The recipe behind R1 is quite standard
1️⃣ pre train a large language model on 15T tokens (DeepSeekV3)
2️⃣ tune it with instruction (200K examples) and reasoning data (600K examples)
3️⃣ tune it with preferences from humans so that its answers are more helpful 💁 and safe 🦺
The magic 🪄 lies behind the 600K reasoning examples. These could have come from human annotators by carefully creating a high quality and diverse set of math, coding and other problems that describe the thinking process behind the solution. This would still be noteworthy but not as much as the fact that those examples were generated from the model itself that learned how to reason by solving problems and learning based on whether the answer was correct or not, in the same way that AI learned to play Atari games or Go by playing with itself 😮
The exact recipe for creating the reasoning data is
1️⃣ collect a small amount of reasoning data (5K) to tune the base model (DeepSeekV3) to generate answers and thoughts in a human readable format
2️⃣ generate answers and score them based on whether they are correct, expose their thinking process and use consistent language. retrain the model using that data in a loop 🔁
3️⃣ generate reasoning data (3M) and filter some low quality ones, like those containing long paragraphs, code blocks and mixed languages
At this point you might be thinking that the above recipe is slightly different from the process I described earlier where the model learned entirely on itself with no human supervision, more like step 2️⃣ but not 1️⃣ or 3️⃣ and you would be right.

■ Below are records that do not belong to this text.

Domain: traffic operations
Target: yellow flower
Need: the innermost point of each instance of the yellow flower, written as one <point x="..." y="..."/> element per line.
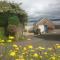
<point x="17" y="48"/>
<point x="30" y="46"/>
<point x="58" y="46"/>
<point x="53" y="57"/>
<point x="32" y="50"/>
<point x="35" y="55"/>
<point x="41" y="48"/>
<point x="9" y="40"/>
<point x="45" y="53"/>
<point x="24" y="48"/>
<point x="40" y="56"/>
<point x="2" y="41"/>
<point x="12" y="53"/>
<point x="11" y="37"/>
<point x="14" y="45"/>
<point x="49" y="49"/>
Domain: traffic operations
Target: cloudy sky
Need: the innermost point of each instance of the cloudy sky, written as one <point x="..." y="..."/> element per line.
<point x="37" y="9"/>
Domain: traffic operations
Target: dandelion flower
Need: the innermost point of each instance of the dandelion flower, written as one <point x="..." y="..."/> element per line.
<point x="12" y="53"/>
<point x="11" y="37"/>
<point x="9" y="40"/>
<point x="41" y="48"/>
<point x="35" y="55"/>
<point x="53" y="57"/>
<point x="49" y="49"/>
<point x="2" y="41"/>
<point x="40" y="56"/>
<point x="24" y="48"/>
<point x="45" y="53"/>
<point x="17" y="48"/>
<point x="30" y="46"/>
<point x="58" y="46"/>
<point x="14" y="45"/>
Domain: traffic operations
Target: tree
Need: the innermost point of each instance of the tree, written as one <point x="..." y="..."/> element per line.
<point x="12" y="11"/>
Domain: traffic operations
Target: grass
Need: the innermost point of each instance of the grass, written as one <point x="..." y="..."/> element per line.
<point x="13" y="51"/>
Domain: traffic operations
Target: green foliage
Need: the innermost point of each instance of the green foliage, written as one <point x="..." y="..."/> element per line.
<point x="13" y="20"/>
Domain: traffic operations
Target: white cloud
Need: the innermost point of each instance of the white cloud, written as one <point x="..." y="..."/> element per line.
<point x="39" y="8"/>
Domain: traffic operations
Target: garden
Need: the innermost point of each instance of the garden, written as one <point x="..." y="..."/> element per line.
<point x="12" y="22"/>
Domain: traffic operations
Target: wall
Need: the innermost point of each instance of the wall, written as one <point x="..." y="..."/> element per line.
<point x="42" y="29"/>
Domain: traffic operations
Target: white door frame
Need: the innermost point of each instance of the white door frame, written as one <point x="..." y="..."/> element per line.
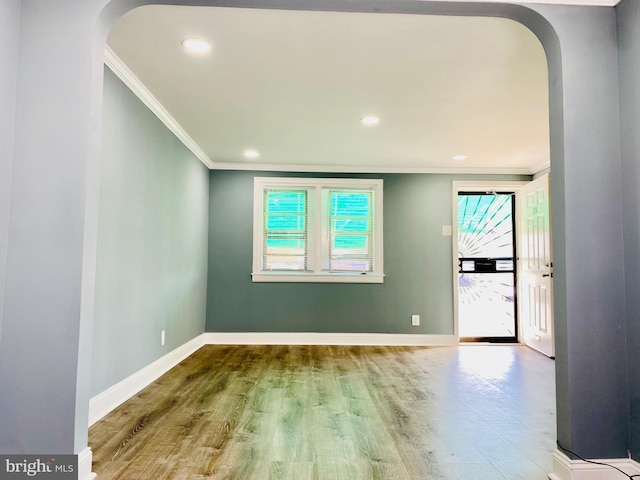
<point x="477" y="186"/>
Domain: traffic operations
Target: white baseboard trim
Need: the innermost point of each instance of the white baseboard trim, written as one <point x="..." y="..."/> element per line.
<point x="566" y="469"/>
<point x="84" y="465"/>
<point x="106" y="401"/>
<point x="308" y="338"/>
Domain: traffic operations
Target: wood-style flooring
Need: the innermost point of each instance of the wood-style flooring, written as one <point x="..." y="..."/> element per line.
<point x="337" y="413"/>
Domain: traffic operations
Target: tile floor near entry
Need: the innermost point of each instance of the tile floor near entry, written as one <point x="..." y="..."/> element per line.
<point x="473" y="412"/>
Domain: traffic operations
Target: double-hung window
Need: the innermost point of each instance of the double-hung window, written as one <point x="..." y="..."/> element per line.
<point x="317" y="230"/>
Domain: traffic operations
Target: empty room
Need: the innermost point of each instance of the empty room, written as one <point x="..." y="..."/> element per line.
<point x="372" y="239"/>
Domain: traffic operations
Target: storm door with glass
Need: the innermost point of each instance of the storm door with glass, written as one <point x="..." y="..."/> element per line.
<point x="486" y="267"/>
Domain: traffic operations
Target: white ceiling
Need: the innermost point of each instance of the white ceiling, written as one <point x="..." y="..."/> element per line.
<point x="294" y="85"/>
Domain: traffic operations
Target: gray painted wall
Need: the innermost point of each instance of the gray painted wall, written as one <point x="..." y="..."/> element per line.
<point x="417" y="265"/>
<point x="151" y="270"/>
<point x="9" y="30"/>
<point x="628" y="17"/>
<point x="55" y="156"/>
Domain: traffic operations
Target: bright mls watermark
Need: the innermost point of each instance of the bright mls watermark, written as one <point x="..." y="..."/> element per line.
<point x="50" y="467"/>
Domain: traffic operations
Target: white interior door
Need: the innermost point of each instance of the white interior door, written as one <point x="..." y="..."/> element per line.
<point x="536" y="268"/>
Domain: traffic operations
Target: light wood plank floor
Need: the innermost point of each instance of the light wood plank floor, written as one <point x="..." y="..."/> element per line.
<point x="337" y="413"/>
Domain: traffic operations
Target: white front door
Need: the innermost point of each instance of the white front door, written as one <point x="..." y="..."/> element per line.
<point x="535" y="267"/>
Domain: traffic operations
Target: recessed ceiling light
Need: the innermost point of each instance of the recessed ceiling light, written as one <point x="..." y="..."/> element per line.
<point x="370" y="120"/>
<point x="196" y="45"/>
<point x="250" y="153"/>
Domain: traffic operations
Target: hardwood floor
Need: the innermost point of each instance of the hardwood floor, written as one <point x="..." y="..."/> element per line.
<point x="337" y="413"/>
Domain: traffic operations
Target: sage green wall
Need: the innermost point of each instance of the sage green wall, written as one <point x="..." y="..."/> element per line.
<point x="152" y="240"/>
<point x="417" y="264"/>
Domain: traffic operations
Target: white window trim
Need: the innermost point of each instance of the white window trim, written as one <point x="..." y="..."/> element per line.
<point x="317" y="275"/>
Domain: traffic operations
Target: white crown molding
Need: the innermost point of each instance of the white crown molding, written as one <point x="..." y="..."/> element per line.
<point x="120" y="69"/>
<point x="117" y="66"/>
<point x="588" y="3"/>
<point x="566" y="469"/>
<point x="370" y="169"/>
<point x="85" y="458"/>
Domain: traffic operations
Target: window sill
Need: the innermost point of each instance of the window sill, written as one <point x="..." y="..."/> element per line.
<point x="305" y="277"/>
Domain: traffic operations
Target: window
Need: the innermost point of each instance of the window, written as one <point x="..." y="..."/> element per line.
<point x="317" y="230"/>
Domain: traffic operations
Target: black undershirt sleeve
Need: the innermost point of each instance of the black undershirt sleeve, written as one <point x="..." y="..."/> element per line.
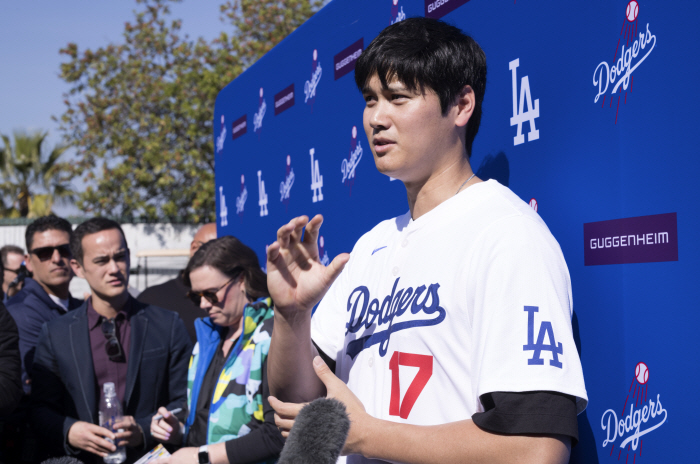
<point x="519" y="413"/>
<point x="533" y="412"/>
<point x="327" y="359"/>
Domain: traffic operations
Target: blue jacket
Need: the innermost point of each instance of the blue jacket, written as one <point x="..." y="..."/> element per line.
<point x="30" y="308"/>
<point x="64" y="385"/>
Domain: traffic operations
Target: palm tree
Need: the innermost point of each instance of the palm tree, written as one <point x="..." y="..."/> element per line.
<point x="32" y="180"/>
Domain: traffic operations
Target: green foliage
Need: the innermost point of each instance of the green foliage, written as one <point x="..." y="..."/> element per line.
<point x="32" y="179"/>
<point x="139" y="113"/>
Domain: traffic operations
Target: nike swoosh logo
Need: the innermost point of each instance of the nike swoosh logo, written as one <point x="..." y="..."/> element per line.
<point x="377" y="249"/>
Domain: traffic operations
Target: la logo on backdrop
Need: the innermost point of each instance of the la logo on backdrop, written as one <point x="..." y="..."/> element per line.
<point x="322" y="253"/>
<point x="260" y="114"/>
<point x="397" y="13"/>
<point x="316" y="179"/>
<point x="645" y="414"/>
<point x="348" y="166"/>
<point x="633" y="46"/>
<point x="311" y="85"/>
<point x="286" y="184"/>
<point x="221" y="137"/>
<point x="522" y="115"/>
<point x="262" y="196"/>
<point x="241" y="198"/>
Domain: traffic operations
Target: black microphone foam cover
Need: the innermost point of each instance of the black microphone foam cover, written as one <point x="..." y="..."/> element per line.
<point x="318" y="434"/>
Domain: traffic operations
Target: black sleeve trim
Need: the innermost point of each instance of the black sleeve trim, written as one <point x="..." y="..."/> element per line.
<point x="327" y="359"/>
<point x="534" y="412"/>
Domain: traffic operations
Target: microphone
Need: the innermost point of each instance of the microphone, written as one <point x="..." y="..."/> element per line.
<point x="318" y="434"/>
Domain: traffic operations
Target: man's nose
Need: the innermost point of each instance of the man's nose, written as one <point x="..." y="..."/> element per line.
<point x="379" y="116"/>
<point x="56" y="257"/>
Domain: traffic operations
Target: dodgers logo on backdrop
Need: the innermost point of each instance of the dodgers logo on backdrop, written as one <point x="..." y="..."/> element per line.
<point x="644" y="415"/>
<point x="286" y="184"/>
<point x="311" y="85"/>
<point x="222" y="136"/>
<point x="533" y="204"/>
<point x="239" y="127"/>
<point x="241" y="198"/>
<point x="257" y="117"/>
<point x="632" y="48"/>
<point x="223" y="210"/>
<point x="397" y="13"/>
<point x="520" y="115"/>
<point x="322" y="253"/>
<point x="348" y="166"/>
<point x="366" y="312"/>
<point x="344" y="62"/>
<point x="284" y="99"/>
<point x="436" y="9"/>
<point x="262" y="196"/>
<point x="316" y="179"/>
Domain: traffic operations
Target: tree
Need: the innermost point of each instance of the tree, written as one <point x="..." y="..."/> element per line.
<point x="140" y="113"/>
<point x="33" y="179"/>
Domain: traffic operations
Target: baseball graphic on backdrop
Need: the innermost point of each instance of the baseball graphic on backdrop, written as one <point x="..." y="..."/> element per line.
<point x="642" y="373"/>
<point x="632" y="11"/>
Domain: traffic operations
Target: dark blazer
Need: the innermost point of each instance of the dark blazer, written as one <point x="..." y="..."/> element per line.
<point x="172" y="295"/>
<point x="64" y="388"/>
<point x="30" y="308"/>
<point x="10" y="379"/>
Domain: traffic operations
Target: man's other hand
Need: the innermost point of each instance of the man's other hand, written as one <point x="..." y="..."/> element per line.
<point x="132" y="435"/>
<point x="168" y="429"/>
<point x="91" y="438"/>
<point x="295" y="276"/>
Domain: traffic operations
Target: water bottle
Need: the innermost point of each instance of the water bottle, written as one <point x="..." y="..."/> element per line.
<point x="111" y="412"/>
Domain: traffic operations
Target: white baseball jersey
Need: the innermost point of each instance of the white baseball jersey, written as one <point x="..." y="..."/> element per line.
<point x="428" y="315"/>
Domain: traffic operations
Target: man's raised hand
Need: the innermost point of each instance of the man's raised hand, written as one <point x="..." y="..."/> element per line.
<point x="295" y="276"/>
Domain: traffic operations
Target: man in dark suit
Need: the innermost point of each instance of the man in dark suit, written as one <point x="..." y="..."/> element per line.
<point x="45" y="296"/>
<point x="173" y="293"/>
<point x="142" y="349"/>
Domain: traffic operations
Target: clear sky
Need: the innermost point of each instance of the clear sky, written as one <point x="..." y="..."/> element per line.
<point x="33" y="31"/>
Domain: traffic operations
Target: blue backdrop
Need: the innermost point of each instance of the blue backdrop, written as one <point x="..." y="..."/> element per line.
<point x="604" y="93"/>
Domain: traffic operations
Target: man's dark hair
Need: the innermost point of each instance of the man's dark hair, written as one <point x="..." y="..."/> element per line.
<point x="50" y="222"/>
<point x="89" y="227"/>
<point x="6" y="250"/>
<point x="232" y="258"/>
<point x="424" y="52"/>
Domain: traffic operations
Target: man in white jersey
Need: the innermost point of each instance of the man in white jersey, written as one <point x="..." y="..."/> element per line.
<point x="448" y="329"/>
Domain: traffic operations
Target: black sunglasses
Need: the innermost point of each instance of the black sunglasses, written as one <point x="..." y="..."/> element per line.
<point x="209" y="295"/>
<point x="113" y="347"/>
<point x="45" y="253"/>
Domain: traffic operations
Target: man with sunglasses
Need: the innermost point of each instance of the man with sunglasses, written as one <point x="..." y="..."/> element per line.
<point x="142" y="349"/>
<point x="45" y="295"/>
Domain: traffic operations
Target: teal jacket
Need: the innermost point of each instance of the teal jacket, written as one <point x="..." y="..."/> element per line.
<point x="237" y="398"/>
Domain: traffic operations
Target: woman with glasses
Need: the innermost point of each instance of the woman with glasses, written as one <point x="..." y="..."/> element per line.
<point x="229" y="418"/>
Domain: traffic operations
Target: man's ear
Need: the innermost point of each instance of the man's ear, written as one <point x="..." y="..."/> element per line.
<point x="28" y="263"/>
<point x="77" y="268"/>
<point x="466" y="100"/>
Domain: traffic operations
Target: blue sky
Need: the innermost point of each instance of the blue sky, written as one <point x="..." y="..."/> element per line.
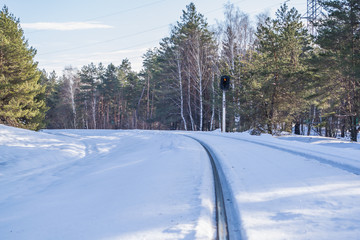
<point x="78" y="32"/>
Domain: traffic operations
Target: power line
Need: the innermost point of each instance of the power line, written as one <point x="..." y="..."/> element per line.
<point x="113" y="14"/>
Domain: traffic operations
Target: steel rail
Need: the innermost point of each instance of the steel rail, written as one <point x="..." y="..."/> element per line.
<point x="227" y="221"/>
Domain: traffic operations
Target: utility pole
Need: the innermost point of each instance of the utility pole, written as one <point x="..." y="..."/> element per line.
<point x="223" y="125"/>
<point x="224" y="85"/>
<point x="312" y="15"/>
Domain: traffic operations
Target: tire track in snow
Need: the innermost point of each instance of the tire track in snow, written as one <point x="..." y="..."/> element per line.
<point x="342" y="166"/>
<point x="227" y="220"/>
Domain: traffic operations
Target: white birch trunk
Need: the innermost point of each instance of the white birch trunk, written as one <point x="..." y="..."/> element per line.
<point x="181" y="90"/>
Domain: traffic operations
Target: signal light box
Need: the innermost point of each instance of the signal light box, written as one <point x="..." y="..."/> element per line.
<point x="225" y="83"/>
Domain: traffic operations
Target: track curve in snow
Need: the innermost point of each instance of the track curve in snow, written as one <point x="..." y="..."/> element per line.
<point x="227" y="220"/>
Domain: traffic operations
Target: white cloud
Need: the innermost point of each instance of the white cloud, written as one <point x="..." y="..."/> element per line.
<point x="64" y="26"/>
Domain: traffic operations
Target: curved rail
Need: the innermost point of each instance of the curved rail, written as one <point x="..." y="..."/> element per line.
<point x="227" y="221"/>
<point x="342" y="166"/>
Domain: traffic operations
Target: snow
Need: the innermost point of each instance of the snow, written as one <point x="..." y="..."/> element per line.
<point x="103" y="185"/>
<point x="117" y="184"/>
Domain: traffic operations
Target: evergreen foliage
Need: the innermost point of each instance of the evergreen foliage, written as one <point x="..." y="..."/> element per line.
<point x="22" y="99"/>
<point x="282" y="79"/>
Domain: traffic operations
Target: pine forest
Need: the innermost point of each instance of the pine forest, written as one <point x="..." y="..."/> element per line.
<point x="283" y="78"/>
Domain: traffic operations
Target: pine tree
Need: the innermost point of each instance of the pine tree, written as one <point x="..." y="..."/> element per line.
<point x="339" y="37"/>
<point x="279" y="68"/>
<point x="21" y="94"/>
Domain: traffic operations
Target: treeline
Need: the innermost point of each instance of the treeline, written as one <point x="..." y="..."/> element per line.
<point x="282" y="78"/>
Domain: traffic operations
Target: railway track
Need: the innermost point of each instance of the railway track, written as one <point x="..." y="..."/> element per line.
<point x="342" y="166"/>
<point x="227" y="220"/>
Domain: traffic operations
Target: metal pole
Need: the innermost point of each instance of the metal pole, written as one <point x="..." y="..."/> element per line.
<point x="224" y="113"/>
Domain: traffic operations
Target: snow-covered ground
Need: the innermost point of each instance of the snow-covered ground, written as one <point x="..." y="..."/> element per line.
<point x="103" y="184"/>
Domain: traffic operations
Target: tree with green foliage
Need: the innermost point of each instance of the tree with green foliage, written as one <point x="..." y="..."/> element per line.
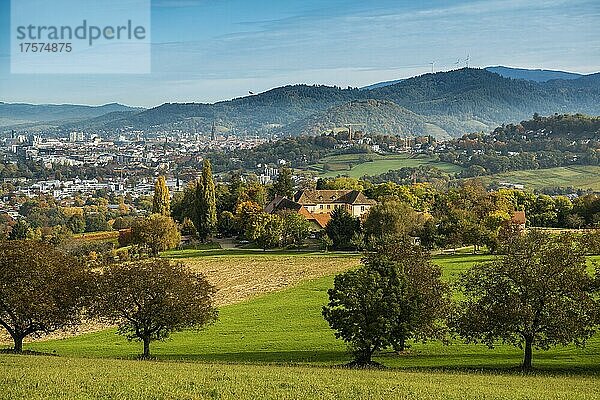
<point x="265" y="229"/>
<point x="96" y="222"/>
<point x="295" y="228"/>
<point x="361" y="306"/>
<point x="341" y="229"/>
<point x="537" y="296"/>
<point x="161" y="202"/>
<point x="392" y="218"/>
<point x="427" y="299"/>
<point x="206" y="208"/>
<point x="158" y="232"/>
<point x="42" y="290"/>
<point x="188" y="228"/>
<point x="325" y="242"/>
<point x="76" y="223"/>
<point x="284" y="185"/>
<point x="245" y="214"/>
<point x="19" y="230"/>
<point x="396" y="295"/>
<point x="151" y="299"/>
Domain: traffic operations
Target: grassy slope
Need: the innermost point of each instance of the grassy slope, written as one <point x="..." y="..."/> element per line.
<point x="584" y="177"/>
<point x="286" y="327"/>
<point x="381" y="164"/>
<point x="59" y="378"/>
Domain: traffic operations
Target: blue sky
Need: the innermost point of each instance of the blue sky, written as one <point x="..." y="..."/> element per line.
<point x="210" y="50"/>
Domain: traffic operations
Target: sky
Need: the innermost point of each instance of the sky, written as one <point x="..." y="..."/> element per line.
<point x="212" y="50"/>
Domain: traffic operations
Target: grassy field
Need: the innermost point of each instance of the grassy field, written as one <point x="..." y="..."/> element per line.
<point x="353" y="165"/>
<point x="584" y="177"/>
<point x="59" y="378"/>
<point x="277" y="345"/>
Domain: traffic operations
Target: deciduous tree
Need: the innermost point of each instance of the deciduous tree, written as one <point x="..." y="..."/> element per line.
<point x="41" y="289"/>
<point x="341" y="228"/>
<point x="157" y="231"/>
<point x="161" y="203"/>
<point x="537" y="296"/>
<point x="151" y="299"/>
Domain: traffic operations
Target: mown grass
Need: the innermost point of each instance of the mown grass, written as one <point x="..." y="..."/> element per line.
<point x="287" y="327"/>
<point x="354" y="166"/>
<point x="25" y="377"/>
<point x="581" y="176"/>
<point x="278" y="346"/>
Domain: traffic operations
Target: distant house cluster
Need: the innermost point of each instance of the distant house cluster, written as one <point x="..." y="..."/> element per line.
<point x="317" y="205"/>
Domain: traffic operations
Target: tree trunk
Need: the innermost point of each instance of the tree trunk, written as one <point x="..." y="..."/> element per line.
<point x="146" y="348"/>
<point x="528" y="353"/>
<point x="18" y="343"/>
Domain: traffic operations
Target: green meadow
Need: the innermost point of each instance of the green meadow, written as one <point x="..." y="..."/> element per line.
<point x="277" y="345"/>
<point x="356" y="166"/>
<point x="580" y="176"/>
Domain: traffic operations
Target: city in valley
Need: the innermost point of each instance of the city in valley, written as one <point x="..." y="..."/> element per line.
<point x="326" y="199"/>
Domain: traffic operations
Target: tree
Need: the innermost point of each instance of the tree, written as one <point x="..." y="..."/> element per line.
<point x="426" y="298"/>
<point x="245" y="214"/>
<point x="265" y="229"/>
<point x="157" y="232"/>
<point x="19" y="230"/>
<point x="360" y="309"/>
<point x="161" y="203"/>
<point x="396" y="295"/>
<point x="325" y="242"/>
<point x="41" y="289"/>
<point x="151" y="299"/>
<point x="206" y="207"/>
<point x="188" y="228"/>
<point x="537" y="296"/>
<point x="284" y="185"/>
<point x="96" y="222"/>
<point x="76" y="223"/>
<point x="341" y="228"/>
<point x="392" y="218"/>
<point x="295" y="228"/>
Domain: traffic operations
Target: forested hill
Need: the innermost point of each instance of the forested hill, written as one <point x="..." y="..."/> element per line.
<point x="454" y="102"/>
<point x="382" y="116"/>
<point x="542" y="142"/>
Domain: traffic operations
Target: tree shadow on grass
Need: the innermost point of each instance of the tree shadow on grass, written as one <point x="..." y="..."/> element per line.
<point x="493" y="364"/>
<point x="266" y="357"/>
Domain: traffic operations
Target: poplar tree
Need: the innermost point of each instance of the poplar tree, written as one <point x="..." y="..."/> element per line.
<point x="160" y="201"/>
<point x="284" y="186"/>
<point x="206" y="207"/>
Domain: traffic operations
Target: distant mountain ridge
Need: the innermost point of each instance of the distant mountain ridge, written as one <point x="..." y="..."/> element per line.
<point x="23" y="113"/>
<point x="444" y="104"/>
<point x="536" y="75"/>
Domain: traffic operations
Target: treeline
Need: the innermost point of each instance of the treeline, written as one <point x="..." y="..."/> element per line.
<point x="44" y="289"/>
<point x="543" y="142"/>
<point x="537" y="295"/>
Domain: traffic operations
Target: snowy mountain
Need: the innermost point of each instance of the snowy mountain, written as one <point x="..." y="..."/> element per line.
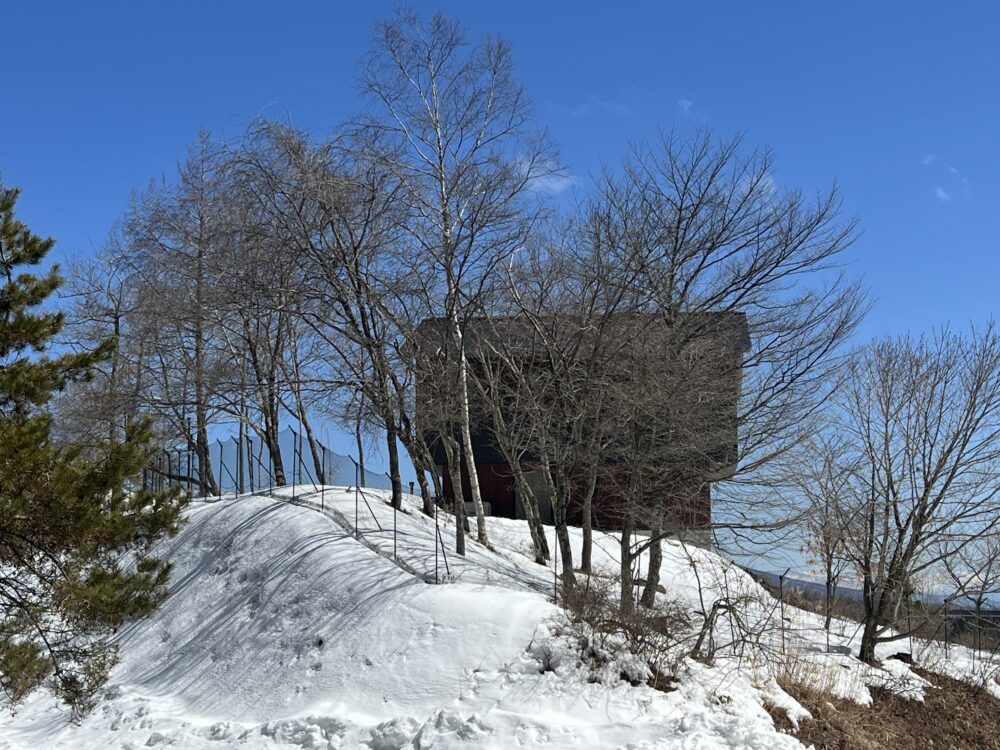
<point x="290" y="626"/>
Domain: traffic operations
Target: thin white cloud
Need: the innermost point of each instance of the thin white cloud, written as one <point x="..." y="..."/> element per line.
<point x="553" y="183"/>
<point x="594" y="103"/>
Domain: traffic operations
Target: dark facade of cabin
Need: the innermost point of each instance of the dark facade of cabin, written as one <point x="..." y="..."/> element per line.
<point x="692" y="485"/>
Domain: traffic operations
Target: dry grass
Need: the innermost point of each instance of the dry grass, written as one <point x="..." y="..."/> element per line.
<point x="953" y="715"/>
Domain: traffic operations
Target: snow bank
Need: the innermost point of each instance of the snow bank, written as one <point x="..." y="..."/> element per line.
<point x="292" y="626"/>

As it turns out, training the model with no human supervision at all, results in a very good reasoning model but very bad at following instructions or explaining its thinking in a human readable format so the above process is trying to correct that ✨
⚠️ Finally note that the order of magnitude of the data used (15T for pre training, ~1M for tuning) and the model (671B) are equivalent to other frontier models so the training costs should be too unlike what’s been reported.